Thursday, April 21, 2016

Review of Eugénie Grandet

Eugénie Grandet by Honoré de Balzac, 1833. Read in French. Glossy's rating: 3.5/10.

To a large extent this is a novel about cheapness. The title character's father, an epically miserly wine grower, is at least as much a focus here as Eugénie herself. Having amassed enormous amounts of money through his business acumen, he stinges on heating, candles and food, wears old clothes and lives in a dilapidated house.

I'm a little less down on cheapness than Balzac was. Being a spendthrift is easy and common. Chasing after pleasure is foolish. There seems to be a finite amount of it that most people are able to experience. This limit is probably determined by our brain chemistry. In fact, drug addicts sometimes reach a condition called anhedonia, where their capacity to enjoy themselves becomes exhausted.

By buying a bit of pleasure now we seem to be only borrowing it from the future. For example, the only way to treat post-coital tristesse is by making sex less pleasurable with drugs like Zoloft. We quickly get used and desensitized to expensive and fun things. It's a mistake to imagine that monks enjoy themselves less than billionaire playboys, or that blind, deaf or wheelchair-bound people experience less pleasure than healthy ones.

The smart thing to do in life is to simply pursue one's goals, leaving the pursuit of happiness to idiots with low future time orientation. Because of how our brains are set up, you will end up enjoying yourself as much as those idiots, but unlike them you might also end up accomplishing a few things.

It's possible that the positive aspects of père Grandet's frugality weren't explored by Balzac because this family drama was aimed at female readers more than at male ones, and women do hate cheap men.

"A woman's mistakes almost always come from her belief in goodness or from her trust in the truth" - this assertion of Balzac's is false, but it's certainly something that women would like to believe about themselves. Truth is, in fact, too abstract and impersonal for them.

It's a genuinely sad story. I think that in general French literature is about as good at making one cry as English literature is at making one laugh. It does this by inviting the reader to pity poor, downtrodden and/or proudly lonely people.

Fortunately this didn't lead to any leftism in Balzac's case. In fact he explained père Grandet's avarice, and the general increase in avarice that he claimed to have noticed in French society of his time, by the advance of secularism, specifically by the decrease in people's fear of eternal damnation.

When Charles, Eugénie's Parisian cousin, visits his provincial relatives, he remarks that he did not think it possible for their level of wholesomeness to exist in France and that he had assumed that it could only be found in Germany.

Balzac calls Charles a "dandy" only a few years after Pushkin used that word to describe Onegin.

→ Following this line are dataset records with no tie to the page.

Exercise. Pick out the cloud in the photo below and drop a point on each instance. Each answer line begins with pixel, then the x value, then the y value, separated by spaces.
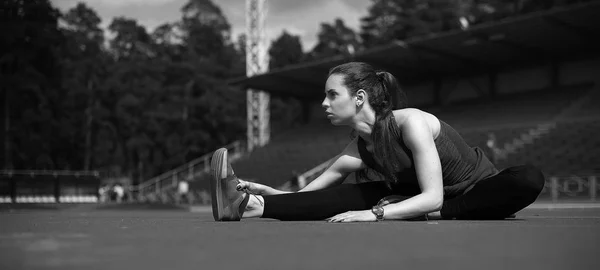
pixel 301 18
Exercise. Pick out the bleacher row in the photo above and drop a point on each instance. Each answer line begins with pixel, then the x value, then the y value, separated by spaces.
pixel 569 148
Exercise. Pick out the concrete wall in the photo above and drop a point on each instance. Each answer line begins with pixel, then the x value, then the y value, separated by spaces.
pixel 507 82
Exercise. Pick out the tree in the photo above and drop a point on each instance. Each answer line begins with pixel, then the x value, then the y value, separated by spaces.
pixel 285 50
pixel 131 40
pixel 84 63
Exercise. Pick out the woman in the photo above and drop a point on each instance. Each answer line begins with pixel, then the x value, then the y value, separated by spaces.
pixel 429 170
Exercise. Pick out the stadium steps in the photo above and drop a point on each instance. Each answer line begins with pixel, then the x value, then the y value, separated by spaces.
pixel 572 148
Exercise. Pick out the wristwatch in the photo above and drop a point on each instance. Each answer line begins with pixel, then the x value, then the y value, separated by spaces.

You'd think that the French of that period would have felt themselves above any linguistic borrowing in that sphere, but in fact they did not.

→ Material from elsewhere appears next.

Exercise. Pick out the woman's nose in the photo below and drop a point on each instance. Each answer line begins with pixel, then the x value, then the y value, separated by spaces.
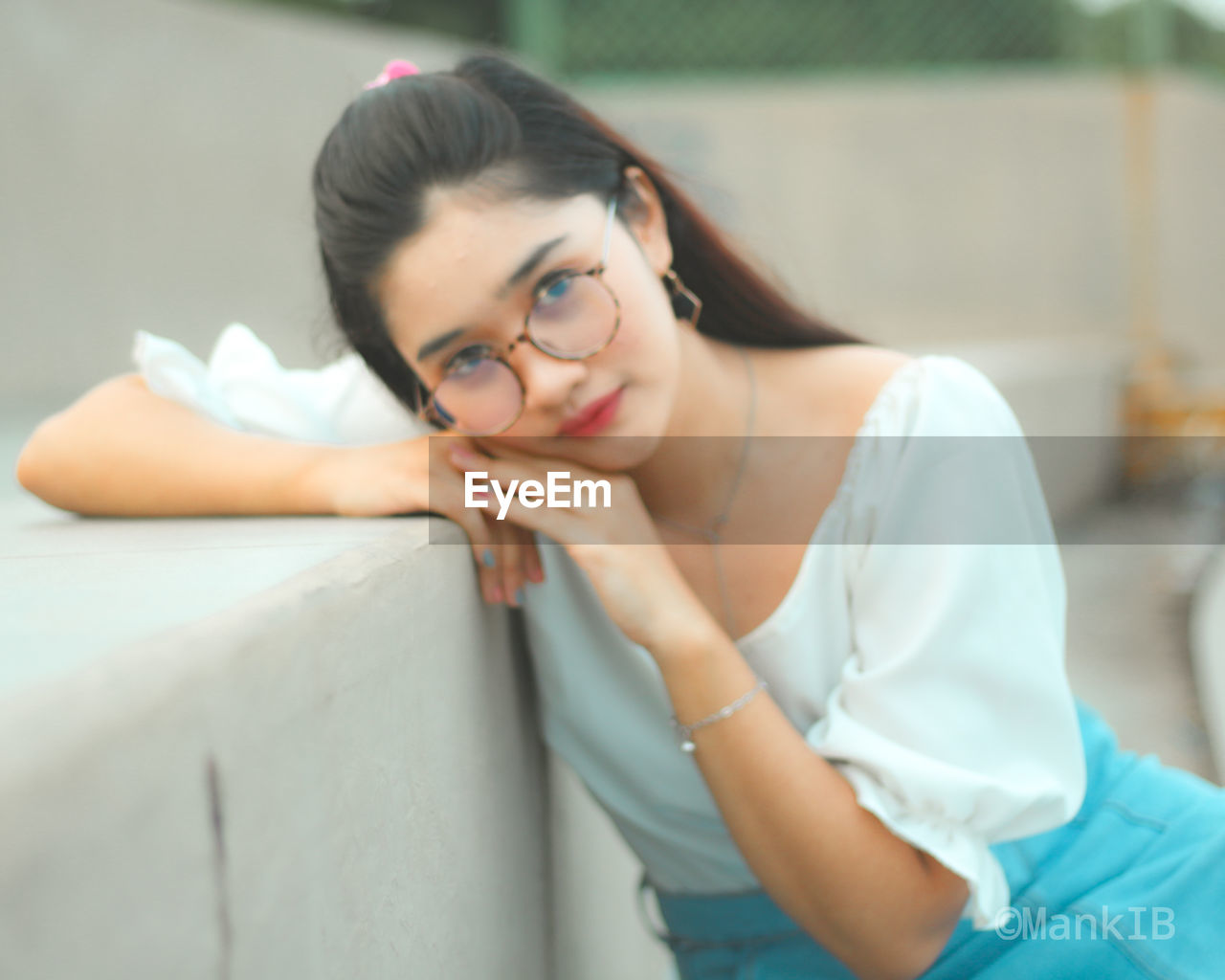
pixel 547 381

Speaking of Brits, one of them was referred to here in passing as "l'insulaire", "the islander". I found that amusing.

Being a guy I would have preferred this novel to focus more on the history of père Grandet's business and less on his daughter's feelings. How does one make so much money? Niall Ferguson's history of the Rothschilds, who are mentioned in this book, and who were, by my calculations, about 7 to 8 times richer in the 1820s than Balzac's Grandet character, was an intensely interesting work, even though Ferguson had to stick to the documentary record. Novels can strive to depict a higher level of truth.